Wait, this is not an indictment on their stellar marital record of faithfulness and devotion. In fact, I would not be surprised if their wives had at some point in their marriage felt the same way too (blatant honesty cuts both ways). But I guess compelling love and personal civility prevented them from full and candid disclosure. Some secrets naturally die with us because without them, our funeral would be less of a "happier" occasion.
So, I can easily imagine a better marital partner from my current wife. Underscore "better". For reasons of privacy, I shan't disclose here what qualities my hypothetical "better partner" would have that my current wife doesn't have. And I suspect the feelings are discreetly mutual. She would want a better partner too. You see, the childhood idealism in us dies hard and many of us can't honestly say that we have married our soul mate except to take that profession at face value. Soul mates are more the exception than the rule. For the rest of us, marital reality sometimes gnaws with passing time.
But here is my point and it comes with unapologetic idealism. I married the first girl I fell in love with. It was like I threw in the bait and she happened to be swimming nearby. And without examining the bait, she swallowed it hook, line and sinker. Lucky throw I guess. We have issues no doubt. We are still dealing with them in our own way. 15 years and counting may be a long time from the perspective of an unmarried person but marriage is a time-distorting prism and one brief year under one roof may just feel like five long ones. You do the maths with 15 years.

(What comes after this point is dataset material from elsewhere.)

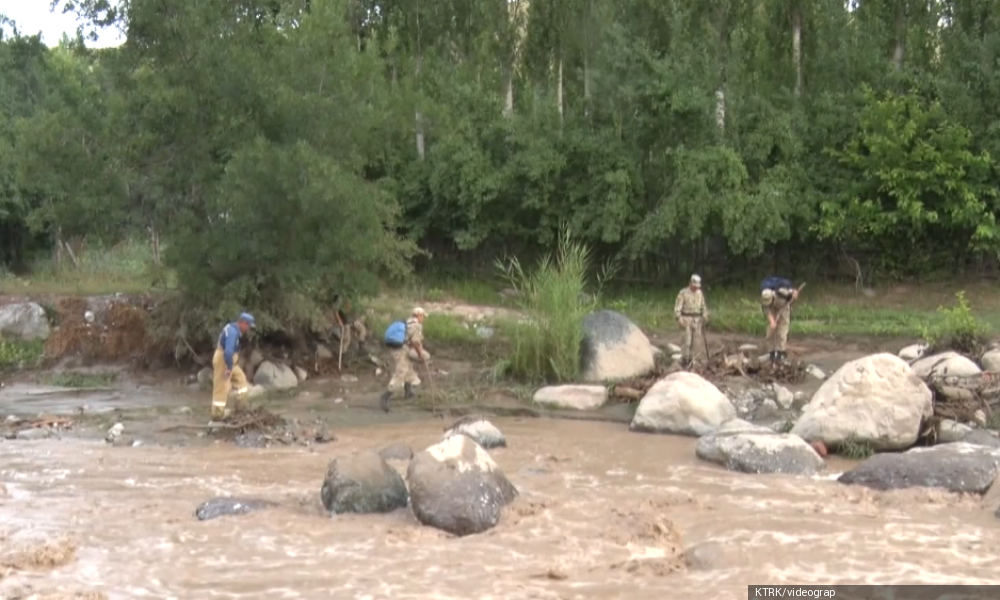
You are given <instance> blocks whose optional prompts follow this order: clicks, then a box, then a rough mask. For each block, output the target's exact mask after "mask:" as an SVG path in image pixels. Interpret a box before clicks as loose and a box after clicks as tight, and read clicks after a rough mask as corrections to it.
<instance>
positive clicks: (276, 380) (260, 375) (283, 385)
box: [253, 361, 299, 390]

So, this journey is long if one has no plans to pack up and switch ride. And love is often a local anesthesia which somehow numbs the heart at the altar and its effects fade off fast after the honeymoon period is over. Painful adjustments aside, my wife and I are in this together. This is our covenantal commitment. And if there is any change that I need to make, it is not a change of partner but a change of self. A better marital partner may be the best thing that never happened to me, but still I would not trade my wife for anyone else. Why?
For the simplest reason that the prospect of betterment is not a prospect that I relish if it is not with someone whom I had courted for 9 years, married for the last 15, started a family for the last 12, gone through much together and understood even more, and most of all, shared intimacy in a way that I can't imagine with another.
You can say that I'd got the first mover advantage. This is not a matter of semantics but it is a matter of devotion and passion because my wife is not replaceable. Our experiences are not reproducible. Our passion is not reducible. Our struggles are therefore intimate only to us. In the end, she is unique and I choose to believe that I am unique to her too. This is an immutable fact of our relationship that no amount of going back to the past can change.
If anything, it would be a different partner, better maybe, but never the same. "Better" is a relative term here prejudiced by my own current subjective experiences. See, I told you, contrarian logic because the heart has its reasons of which reason knows nothing. And most of all, with bias in my heart that may be identified as passion, commitment and devotion, this "better partner" would just not be the Anna whom I love. Period. Cheerz.